Present Levels of Performance

We can also use results of The CVI Range Assessment to write present levels of visual performance into the IEP (Roman-Lantzy). When we complete Rating 1 on The CVI Range, we indicate which visual skills the child is currently capable of. That information, statements marked with a (+) that currently describe the child’s vision, can be transferred onto the Present Levels of Performance page for vision.
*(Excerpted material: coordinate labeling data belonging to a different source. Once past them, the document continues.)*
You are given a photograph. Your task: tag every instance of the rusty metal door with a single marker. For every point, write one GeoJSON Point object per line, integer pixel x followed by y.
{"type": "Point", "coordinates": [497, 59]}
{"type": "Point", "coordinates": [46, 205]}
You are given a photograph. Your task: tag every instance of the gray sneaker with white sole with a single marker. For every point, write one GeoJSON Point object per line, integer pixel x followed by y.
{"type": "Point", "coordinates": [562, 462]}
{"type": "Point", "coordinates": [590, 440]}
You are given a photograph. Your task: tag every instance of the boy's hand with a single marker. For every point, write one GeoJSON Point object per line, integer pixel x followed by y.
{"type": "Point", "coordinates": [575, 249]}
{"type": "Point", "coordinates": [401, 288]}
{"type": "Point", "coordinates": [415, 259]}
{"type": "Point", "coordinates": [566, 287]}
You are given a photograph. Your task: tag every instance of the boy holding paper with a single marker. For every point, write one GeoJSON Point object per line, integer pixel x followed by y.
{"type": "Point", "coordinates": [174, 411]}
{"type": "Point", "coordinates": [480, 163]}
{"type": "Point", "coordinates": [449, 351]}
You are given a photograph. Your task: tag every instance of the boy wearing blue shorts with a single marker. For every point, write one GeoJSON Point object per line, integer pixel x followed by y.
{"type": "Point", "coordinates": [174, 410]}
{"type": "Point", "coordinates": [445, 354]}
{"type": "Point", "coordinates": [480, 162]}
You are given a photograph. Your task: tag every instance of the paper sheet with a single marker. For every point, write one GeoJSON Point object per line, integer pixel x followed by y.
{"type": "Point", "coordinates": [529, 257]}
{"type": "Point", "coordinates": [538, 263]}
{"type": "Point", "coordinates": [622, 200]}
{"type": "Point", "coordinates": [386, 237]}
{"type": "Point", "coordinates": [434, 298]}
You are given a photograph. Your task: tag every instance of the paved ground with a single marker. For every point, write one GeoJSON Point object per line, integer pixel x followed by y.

Support with Goals and Objectives

In some instances it can be helpful to add a “CVI Characteristics/Objectives matrix” to the IEP. This is a table that lists each IEP objective with a visual component, the CVI considerations related to that objective, and appropriate visual supports and teaching strategies for that objective. The purpose is to leave the team with some detailed guidance around CVI teaching strategies when the TVI might not be available.

See the example below:

Objective CVI Considerations Suggested CVI Interventions and Teaching Strategies
2.1: student will identify items that belong to a given category (e.g. farm animals, things that fly, things that are cold, etc.) Complexity of object: Can student use the salient features of the object or image to identify it. Can he recognize the salient feature that makes it the same or different from another group of objects?
  • Practice with categorizing objects and images (and using their salient features as clues) can be a great way for students with CVI to strengthen their object and image recognition abilities.
  • Consider using both 3D versions of the objects as well as realistic digital photographs of them.  This is a great opportunity to focus on salient features with student. For example, say student is asked to sort “things that swim” from “things that walk.” The activity could be done first with 3D versions of sea and land animals. Ask student, “fins or legs” and then have him touch a fin or a leg on each animal to support his answer before sorting them into the correct area or bin.  After he masters those objects, try the same activity with realistic, plain background 2D images of those same animals.


*Matt Tietjen is a teacher of the visually impaired (TVI) working in CT and author of What’s the Complexity, a framework for designing an accessible school day for students who have cortical visual impairment (CVI).